4. Counsel for the accused objected to the admission in evidence of the unsigned record of interview but the learned trial judge admitted it, saying that he would decide later whether the document would be allowed to be taken into the jury room when the jury retired. Later, again over objection by counsel, he ruled that the record could be used by the jury when they were considering their verdict.
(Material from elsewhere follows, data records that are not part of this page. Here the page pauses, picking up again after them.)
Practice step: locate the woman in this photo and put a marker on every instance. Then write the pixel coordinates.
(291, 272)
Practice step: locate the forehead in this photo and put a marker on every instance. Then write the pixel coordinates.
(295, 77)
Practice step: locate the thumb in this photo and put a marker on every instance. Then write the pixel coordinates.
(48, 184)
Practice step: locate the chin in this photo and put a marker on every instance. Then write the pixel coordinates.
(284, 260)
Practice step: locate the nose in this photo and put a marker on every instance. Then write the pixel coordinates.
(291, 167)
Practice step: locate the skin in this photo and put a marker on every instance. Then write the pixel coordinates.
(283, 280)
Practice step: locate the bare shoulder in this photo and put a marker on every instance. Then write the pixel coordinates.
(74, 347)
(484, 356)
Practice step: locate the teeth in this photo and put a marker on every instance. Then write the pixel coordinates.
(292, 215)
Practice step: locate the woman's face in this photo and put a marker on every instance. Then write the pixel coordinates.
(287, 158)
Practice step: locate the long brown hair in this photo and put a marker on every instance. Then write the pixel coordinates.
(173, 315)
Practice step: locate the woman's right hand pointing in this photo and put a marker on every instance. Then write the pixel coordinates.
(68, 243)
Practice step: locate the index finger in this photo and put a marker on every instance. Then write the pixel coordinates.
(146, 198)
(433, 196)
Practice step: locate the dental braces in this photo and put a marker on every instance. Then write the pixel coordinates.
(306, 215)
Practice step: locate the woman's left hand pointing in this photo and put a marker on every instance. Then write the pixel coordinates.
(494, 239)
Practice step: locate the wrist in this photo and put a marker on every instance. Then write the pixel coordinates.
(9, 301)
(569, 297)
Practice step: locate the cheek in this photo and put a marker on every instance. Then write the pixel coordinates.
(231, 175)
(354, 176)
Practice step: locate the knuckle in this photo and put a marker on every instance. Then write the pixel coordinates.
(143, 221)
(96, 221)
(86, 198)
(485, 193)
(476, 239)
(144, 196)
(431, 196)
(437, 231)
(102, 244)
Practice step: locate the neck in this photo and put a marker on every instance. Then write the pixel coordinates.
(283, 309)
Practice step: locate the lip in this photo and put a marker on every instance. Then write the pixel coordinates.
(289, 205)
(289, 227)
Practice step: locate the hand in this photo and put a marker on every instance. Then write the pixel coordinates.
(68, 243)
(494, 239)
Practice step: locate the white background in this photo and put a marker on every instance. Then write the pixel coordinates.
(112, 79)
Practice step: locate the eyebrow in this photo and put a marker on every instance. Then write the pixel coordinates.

5. The learned trial judge, in allowing the record to be admitted, appears to have been largely influenced by two considerations. The first was that there was clear evidence which, if believed, showed that the applicant had admitted the record as being a correct one. The second consideration related to the discussion that took place when counsel for the applicant objected to the tender. In the absence of the jury, counsel "indicated that his client denied the record of interview except for a few peripheral questions". He further indicated that there was no dispute that certain questions and answers, identified by reference to the numbers given to the questions in the record of interview, were put and given, although not in the sequence that appears in the document. The learned trial judge thought that it would be "a virtually impossible task for the jury to consider the area of dispute between the Crown and the accused unless the document could be used as a document during the trial". His reasons for allowing the document to be taken into the jury room were summed up as follows:
"In my judgment having considered all the
facts in this case, including such things as sequence of questioning, comparison between the document, Exhibit M, which the accused had written out himself at the police station (albeit that he swore that he had done so at the dictation of Detective Sergeant McLachlan) and Exhibit N (the record of interview) and to enable an analysis of information contained in the document alleged by the accused's counsel to have already been in the possession of the police at the time of the interview, it was necessary to permit the document to be with the jury in the jury room."He went on to discuss the judgments in Driscoll v. The Queen (1977) 137 CLR 517, but did not refer to those passages which emphasize the dangers of admitting in evidence an unsigned record of interview. He concluded by saying that he was "confident that the document itself, as a document, could not operate 'unfairly against the accused'". His Honour's confidence appears to have been founded on his agreement with a remark made by Lord Goddard C.J. in R. v. Kritz (1950) 1 KB 82, at p 89, that "juries are not such fools as they are very often thought to be".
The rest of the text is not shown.